What are your suggestions for change cable clutch system to hydraulic ?
I have too much pressure on the pedal and in traffic it is horrible.
I have a 351W stroked 427 with a 10.5 clutch coupled with a Tremec TKO 600, 5 speed.
My parts come from Engine Factory.
I would appreciate web link and/or pictures to make the conversion if you can.
The cost is not important, I want the best and keep it simple.
I will be at the FFR open house next June 9th, hope see you !
I just changed a complete kit cable to hydraulic and it is at least a 100% improvement. Pedal pressure is a little less and pedal travel to clutch dis-engagement has gone from 90+% of travel to about 40% of travel.
A 1-1/8: master was recommended and is a direct bolt in with the Wilwood pedal assembly. Slave selection and mounting hardware is dependent on engine/trans, and I have no experience with your set-up so calling Mike is a good idea.
Get at least a 1" MC or 1 1/8", that way you can lower the clutch pedal to be more in line with your brake pedal but push enough fluid volume to fully disengage the clutch. After having a leaky Wilwood Master I went with a Tilton 76 series, they are about $40 more but the quality difference is worth it, the bore is polished and hard anodized...Wilwoods are as cast and NOT anodized. These things are so difficult to replace on a completed car (about 4 hours), that I would spring for the higher quality part for the MC.

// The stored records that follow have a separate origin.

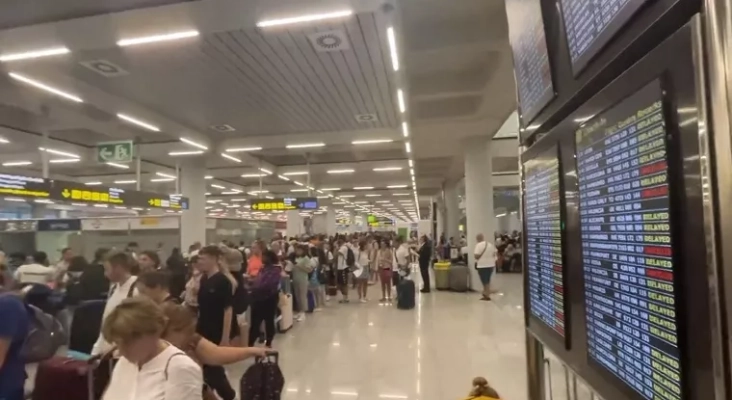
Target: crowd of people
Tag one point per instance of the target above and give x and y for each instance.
(209, 305)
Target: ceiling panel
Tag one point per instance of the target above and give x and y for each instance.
(30, 12)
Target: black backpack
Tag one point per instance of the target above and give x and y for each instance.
(350, 258)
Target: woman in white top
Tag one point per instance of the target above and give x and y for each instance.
(150, 368)
(364, 271)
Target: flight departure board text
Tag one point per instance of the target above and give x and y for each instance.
(544, 241)
(530, 57)
(627, 254)
(590, 25)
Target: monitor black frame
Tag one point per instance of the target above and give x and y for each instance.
(680, 103)
(534, 323)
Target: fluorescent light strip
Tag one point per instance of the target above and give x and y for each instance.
(27, 55)
(386, 169)
(43, 86)
(374, 141)
(391, 37)
(232, 158)
(17, 163)
(138, 122)
(120, 166)
(59, 153)
(304, 18)
(304, 146)
(157, 38)
(194, 144)
(242, 149)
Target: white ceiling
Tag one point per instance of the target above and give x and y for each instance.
(270, 85)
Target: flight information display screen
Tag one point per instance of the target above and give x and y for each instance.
(590, 25)
(544, 240)
(530, 57)
(627, 255)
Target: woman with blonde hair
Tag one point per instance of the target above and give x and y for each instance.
(150, 367)
(482, 390)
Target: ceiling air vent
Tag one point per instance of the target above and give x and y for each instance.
(329, 41)
(105, 68)
(223, 128)
(363, 118)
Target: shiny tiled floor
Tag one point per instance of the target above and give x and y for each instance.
(369, 352)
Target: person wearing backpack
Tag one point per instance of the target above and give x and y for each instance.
(118, 269)
(14, 328)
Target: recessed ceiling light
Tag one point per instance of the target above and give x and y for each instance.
(43, 86)
(64, 160)
(16, 163)
(305, 145)
(242, 149)
(185, 153)
(137, 122)
(193, 143)
(374, 141)
(391, 38)
(400, 100)
(304, 18)
(116, 165)
(232, 158)
(157, 38)
(386, 169)
(27, 55)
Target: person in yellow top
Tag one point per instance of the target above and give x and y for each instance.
(482, 390)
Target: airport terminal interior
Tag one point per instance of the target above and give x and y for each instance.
(543, 185)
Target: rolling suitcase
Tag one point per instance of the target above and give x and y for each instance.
(286, 319)
(86, 325)
(405, 294)
(459, 276)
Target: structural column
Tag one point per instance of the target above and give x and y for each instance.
(452, 212)
(294, 224)
(478, 198)
(193, 221)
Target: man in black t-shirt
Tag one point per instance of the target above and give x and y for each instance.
(215, 314)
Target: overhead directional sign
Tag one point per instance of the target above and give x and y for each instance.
(120, 152)
(285, 204)
(39, 188)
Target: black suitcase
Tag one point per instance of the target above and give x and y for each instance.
(86, 325)
(405, 294)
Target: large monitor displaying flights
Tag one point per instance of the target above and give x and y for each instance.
(627, 257)
(590, 25)
(544, 240)
(530, 57)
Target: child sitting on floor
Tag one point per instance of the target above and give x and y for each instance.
(482, 390)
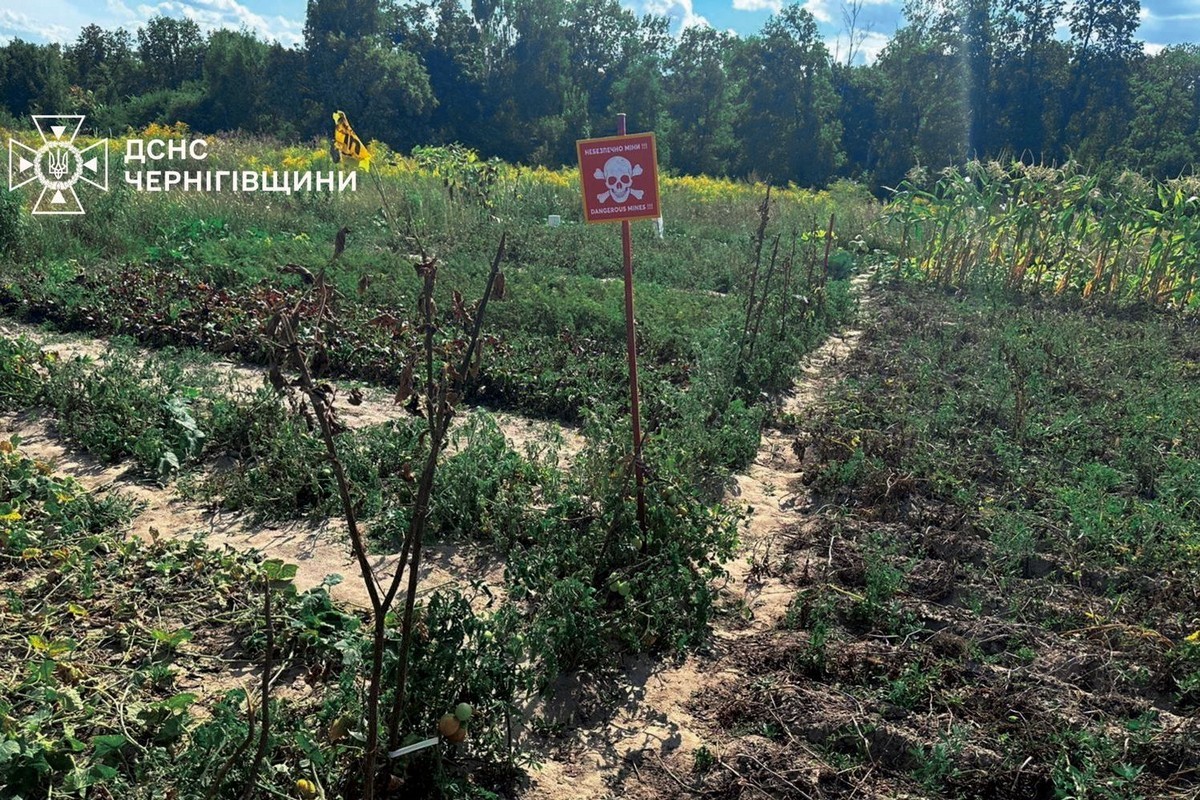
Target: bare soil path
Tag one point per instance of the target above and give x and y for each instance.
(318, 548)
(601, 732)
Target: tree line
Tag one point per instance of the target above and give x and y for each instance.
(522, 79)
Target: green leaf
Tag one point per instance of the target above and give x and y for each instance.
(108, 745)
(277, 570)
(9, 750)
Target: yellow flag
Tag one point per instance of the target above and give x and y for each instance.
(348, 142)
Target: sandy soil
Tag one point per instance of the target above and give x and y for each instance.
(607, 729)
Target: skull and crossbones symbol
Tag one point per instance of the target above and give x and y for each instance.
(618, 175)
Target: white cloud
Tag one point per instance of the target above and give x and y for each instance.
(677, 11)
(820, 10)
(868, 49)
(213, 14)
(15, 24)
(759, 5)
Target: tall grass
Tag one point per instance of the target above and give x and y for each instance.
(1057, 229)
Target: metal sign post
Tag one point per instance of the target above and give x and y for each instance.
(619, 176)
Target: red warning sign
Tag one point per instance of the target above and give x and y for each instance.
(619, 175)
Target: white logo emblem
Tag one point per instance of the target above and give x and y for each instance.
(58, 164)
(618, 175)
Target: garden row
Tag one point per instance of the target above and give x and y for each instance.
(1000, 596)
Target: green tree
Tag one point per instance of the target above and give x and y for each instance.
(700, 94)
(1030, 74)
(1164, 133)
(33, 78)
(924, 103)
(789, 127)
(172, 52)
(234, 78)
(1103, 55)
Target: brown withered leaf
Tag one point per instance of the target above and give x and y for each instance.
(277, 382)
(406, 384)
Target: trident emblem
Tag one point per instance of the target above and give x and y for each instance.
(58, 164)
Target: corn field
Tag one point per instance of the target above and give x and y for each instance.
(1036, 228)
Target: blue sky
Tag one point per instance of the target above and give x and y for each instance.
(1164, 22)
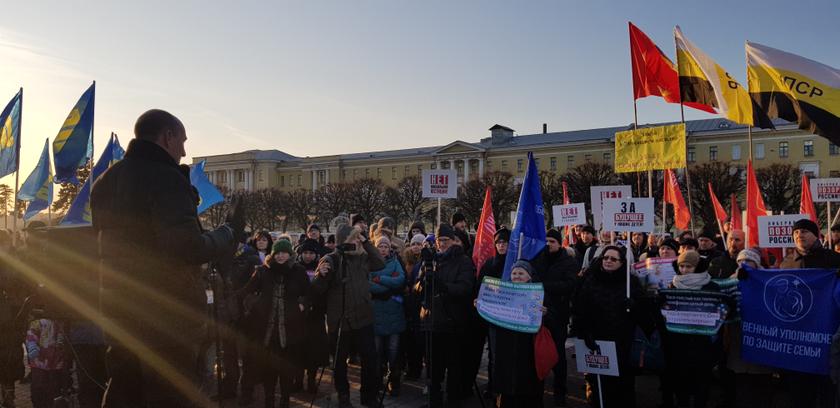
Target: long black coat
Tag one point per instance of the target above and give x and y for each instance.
(144, 210)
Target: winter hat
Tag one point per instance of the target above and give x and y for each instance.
(445, 230)
(689, 257)
(807, 224)
(524, 265)
(281, 245)
(553, 233)
(356, 218)
(671, 243)
(344, 233)
(502, 234)
(748, 255)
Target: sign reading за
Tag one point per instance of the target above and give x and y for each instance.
(629, 214)
(600, 193)
(776, 231)
(569, 214)
(440, 183)
(825, 190)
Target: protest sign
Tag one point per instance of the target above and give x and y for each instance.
(788, 317)
(776, 231)
(514, 306)
(569, 214)
(655, 272)
(825, 190)
(600, 193)
(440, 183)
(651, 148)
(604, 362)
(629, 214)
(694, 311)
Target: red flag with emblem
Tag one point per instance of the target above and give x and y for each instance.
(485, 247)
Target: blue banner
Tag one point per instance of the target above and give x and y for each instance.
(788, 317)
(528, 236)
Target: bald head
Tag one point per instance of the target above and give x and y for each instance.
(735, 242)
(164, 129)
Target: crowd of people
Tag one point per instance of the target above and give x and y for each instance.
(401, 307)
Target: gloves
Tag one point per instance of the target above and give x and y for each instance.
(236, 216)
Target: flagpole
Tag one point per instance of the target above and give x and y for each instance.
(17, 167)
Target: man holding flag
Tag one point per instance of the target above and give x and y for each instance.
(152, 245)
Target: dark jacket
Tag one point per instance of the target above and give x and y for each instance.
(558, 274)
(449, 306)
(144, 210)
(293, 277)
(353, 294)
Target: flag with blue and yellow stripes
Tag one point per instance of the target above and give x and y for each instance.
(10, 135)
(38, 187)
(70, 147)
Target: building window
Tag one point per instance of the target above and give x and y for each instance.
(809, 148)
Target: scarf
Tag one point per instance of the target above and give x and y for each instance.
(692, 281)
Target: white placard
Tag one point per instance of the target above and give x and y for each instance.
(603, 363)
(569, 214)
(440, 183)
(825, 190)
(600, 193)
(776, 231)
(629, 214)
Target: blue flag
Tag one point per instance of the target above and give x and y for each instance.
(788, 317)
(70, 147)
(38, 187)
(10, 135)
(79, 212)
(528, 236)
(208, 194)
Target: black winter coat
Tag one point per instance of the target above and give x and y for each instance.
(144, 210)
(453, 281)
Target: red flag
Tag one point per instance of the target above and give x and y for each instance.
(755, 207)
(736, 214)
(653, 73)
(485, 246)
(720, 213)
(673, 196)
(807, 205)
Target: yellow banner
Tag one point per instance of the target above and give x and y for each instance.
(653, 148)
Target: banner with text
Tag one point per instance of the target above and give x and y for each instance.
(825, 190)
(652, 148)
(788, 317)
(776, 231)
(600, 193)
(694, 311)
(569, 214)
(514, 306)
(440, 184)
(629, 214)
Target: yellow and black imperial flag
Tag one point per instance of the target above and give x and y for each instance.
(702, 80)
(796, 89)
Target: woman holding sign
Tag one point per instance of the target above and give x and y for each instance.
(602, 311)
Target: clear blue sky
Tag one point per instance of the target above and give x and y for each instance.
(328, 77)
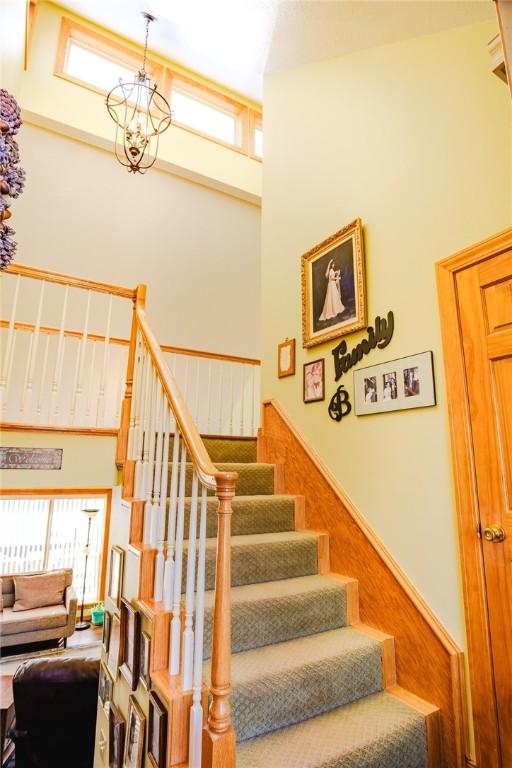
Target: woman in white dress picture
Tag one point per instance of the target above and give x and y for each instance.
(333, 304)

I did buy the kit from Fortes, nice brackets and fittings, some shimming of the bracket required depending on your clutch configuration, but easy to do.
Here's a couple pics of my setup on a TKO 500 w Quicktime Bellhousing to a small block.

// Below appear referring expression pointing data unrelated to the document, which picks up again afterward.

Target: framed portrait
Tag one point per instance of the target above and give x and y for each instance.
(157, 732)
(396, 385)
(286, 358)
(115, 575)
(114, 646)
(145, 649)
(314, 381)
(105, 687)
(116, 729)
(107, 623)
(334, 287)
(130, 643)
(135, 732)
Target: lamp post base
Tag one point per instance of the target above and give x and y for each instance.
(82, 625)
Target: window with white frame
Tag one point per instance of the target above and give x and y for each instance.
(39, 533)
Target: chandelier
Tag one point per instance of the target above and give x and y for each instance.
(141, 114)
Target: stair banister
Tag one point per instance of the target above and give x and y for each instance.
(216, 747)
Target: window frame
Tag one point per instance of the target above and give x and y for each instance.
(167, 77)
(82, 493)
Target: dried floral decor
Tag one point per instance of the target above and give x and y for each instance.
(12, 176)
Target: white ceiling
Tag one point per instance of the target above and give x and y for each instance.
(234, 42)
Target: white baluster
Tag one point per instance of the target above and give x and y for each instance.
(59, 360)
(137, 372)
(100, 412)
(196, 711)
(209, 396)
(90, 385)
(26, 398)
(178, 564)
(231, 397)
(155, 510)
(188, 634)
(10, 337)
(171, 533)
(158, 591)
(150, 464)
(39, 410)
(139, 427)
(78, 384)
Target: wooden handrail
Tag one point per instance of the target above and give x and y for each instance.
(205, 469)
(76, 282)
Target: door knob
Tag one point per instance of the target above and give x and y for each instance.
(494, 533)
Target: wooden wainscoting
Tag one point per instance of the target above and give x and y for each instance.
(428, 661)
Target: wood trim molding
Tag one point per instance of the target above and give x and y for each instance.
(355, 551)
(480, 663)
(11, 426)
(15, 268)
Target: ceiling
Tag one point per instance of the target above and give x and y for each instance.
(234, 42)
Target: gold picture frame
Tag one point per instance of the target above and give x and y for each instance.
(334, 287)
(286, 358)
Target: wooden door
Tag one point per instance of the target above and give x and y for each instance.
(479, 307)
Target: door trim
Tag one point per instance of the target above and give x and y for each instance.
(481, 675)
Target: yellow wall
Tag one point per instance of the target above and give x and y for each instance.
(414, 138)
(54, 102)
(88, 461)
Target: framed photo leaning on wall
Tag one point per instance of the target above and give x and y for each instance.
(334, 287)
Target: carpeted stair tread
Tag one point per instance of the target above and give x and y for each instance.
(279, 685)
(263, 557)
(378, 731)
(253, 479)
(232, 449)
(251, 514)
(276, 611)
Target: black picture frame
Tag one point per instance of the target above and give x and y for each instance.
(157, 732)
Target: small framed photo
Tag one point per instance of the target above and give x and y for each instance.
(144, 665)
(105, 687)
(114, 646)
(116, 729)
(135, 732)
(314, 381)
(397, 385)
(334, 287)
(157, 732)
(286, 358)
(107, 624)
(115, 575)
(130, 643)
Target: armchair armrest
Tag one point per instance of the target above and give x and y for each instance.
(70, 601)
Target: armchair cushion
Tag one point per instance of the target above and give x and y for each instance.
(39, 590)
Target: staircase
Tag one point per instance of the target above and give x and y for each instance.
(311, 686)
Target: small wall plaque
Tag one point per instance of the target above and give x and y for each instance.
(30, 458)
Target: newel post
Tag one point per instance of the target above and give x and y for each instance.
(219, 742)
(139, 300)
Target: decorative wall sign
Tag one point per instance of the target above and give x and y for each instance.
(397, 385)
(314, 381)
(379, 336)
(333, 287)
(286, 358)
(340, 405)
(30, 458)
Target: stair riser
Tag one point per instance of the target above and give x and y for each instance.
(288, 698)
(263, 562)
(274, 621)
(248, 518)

I built my own using a Wilwood slave and a piece of angle iron that is bolted to the Energy Suspension motor mount. I also welded a tab to the chassis so I could run hard line down to the clutch area and attach the flex line with a AN bulkhead fitting. I used a 1" master cylinder, it feels just about the same as a stock Mustang clutch, only much smoother.
Here's a photo of the hard lines and the tab for the bulkhead fitting.
I did what Dave and others have done. Buy Forte's kit and stipulate a 1" or 1 1/8" master.
I have the latter.. works perfectly.
I have a new/unused 1" Tilton master lying around. I was going to go with that, but leap-frogged it for a 1 1/8" Wilwood (no leaks here).